Given Fred' s illness, I had little brain matter to spare when I fround out that I needed to write new material for the August Goucher residency. Goucher has a limited residency program: M. F. A. candidates are only in residence for two weeks each summer. Continuing interaction and packet exchanges take place between student and mentor the rest of the year. Students often remain in close touch with each other as well; the bonds formed in the intense days, short nights, and unofficial (often liquid) evening study halls help ease the pressures of working alone between residencies.
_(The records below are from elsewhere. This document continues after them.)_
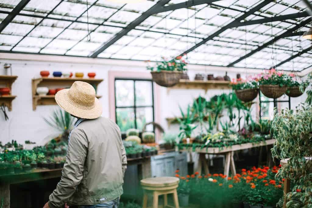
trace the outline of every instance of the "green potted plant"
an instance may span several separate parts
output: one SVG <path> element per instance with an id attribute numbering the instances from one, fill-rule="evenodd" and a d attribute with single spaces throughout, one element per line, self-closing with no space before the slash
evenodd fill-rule
<path id="1" fill-rule="evenodd" d="M 179 56 L 169 60 L 163 57 L 163 60 L 157 63 L 156 67 L 149 66 L 153 80 L 161 86 L 169 87 L 178 83 L 183 72 L 186 71 L 186 63 Z"/>
<path id="2" fill-rule="evenodd" d="M 268 98 L 279 98 L 287 90 L 287 77 L 286 74 L 276 72 L 274 69 L 266 71 L 258 75 L 260 90 Z"/>

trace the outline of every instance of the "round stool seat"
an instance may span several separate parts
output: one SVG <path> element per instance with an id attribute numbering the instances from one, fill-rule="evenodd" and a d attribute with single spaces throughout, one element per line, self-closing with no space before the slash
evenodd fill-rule
<path id="1" fill-rule="evenodd" d="M 142 186 L 150 187 L 167 187 L 178 185 L 178 178 L 174 177 L 159 177 L 145 178 L 141 180 Z"/>

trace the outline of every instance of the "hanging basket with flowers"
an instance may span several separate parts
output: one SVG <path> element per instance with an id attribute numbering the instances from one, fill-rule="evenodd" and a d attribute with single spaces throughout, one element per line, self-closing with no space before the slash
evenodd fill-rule
<path id="1" fill-rule="evenodd" d="M 244 102 L 252 101 L 257 97 L 259 92 L 258 83 L 253 79 L 247 81 L 240 78 L 236 80 L 233 79 L 230 84 L 237 98 Z"/>
<path id="2" fill-rule="evenodd" d="M 186 71 L 186 63 L 179 56 L 169 61 L 163 58 L 163 60 L 157 63 L 155 67 L 148 66 L 151 70 L 153 81 L 163 87 L 172 87 L 177 84 L 182 76 L 183 71 Z"/>
<path id="3" fill-rule="evenodd" d="M 286 74 L 271 69 L 258 76 L 260 90 L 266 97 L 277 98 L 286 92 L 288 76 Z"/>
To get back to my story, I wrote an 8-page essay for my first residency in 1998. By September, 1999, the essay was a 180-page manuscript, so I contacted the agent I'd met during the first Goucher residency. In January, 2000, after I made the changes she recommended, the book went out to 8 publishers. A week later, Crown Publishing, a division of Random House, made an offer. A few days later, the agent mentioned that The Free Press had also made an offer.
The selling point for Crown was (and for all I know this is an apocryphal story) that the editor had said to the publisher, "This book is so beautiful that if I have to get down on my knees and ask you to publish it, I will." I worked a very long time to learn how to make beauty with words, so I immediately loved this editor. Also, by then my husband had run out of treatment options so I was limiting decisions wherever possible. I never even asked what The Free Press had offered.
Crown requested some changes and 100 additional pages. Everything was on track for three months. Then on March 28 Fred went into a coma. He died on April 4. As my doctor explained later, "When Fred died, you died, too. Your life is over." Given that I was dead, it's not surprising that revisions on the book took until 2002. The book was finally released on March 25, 2003 -- two weeks after my sister's untimely death.
As you might suppose, I have mixed feelings about Grace. Is it a good book? Yes. Is it a book that matters? Yes. Is it beautiful? Yes. Did it get fine reviews? Yes, including one in O, the Oprah Magazine. Did I have fun making appearances when it was published, and are they still fun now? Yes. And are my memories of the book process --both the writing and publication -- hopelessly complicated (and to some extent poisoned) by grief? Yes.
One thing, though, is not complicated, and that's how I feel about Goucher College. I realized in late 1997 that I needed a formal writing program to advance as a writer, and that I needed to put myself in the presence of other writers. Goucher was ideal. A brilliant faculty, a committed group of candidates, and a serene campus were what I needed, and I found them all at Goucher. If you're thinking about entering an M. F. A. program, be sure to check out Goucher's program. And, no, they don't pay me to say this. Pure affection is what motivates me.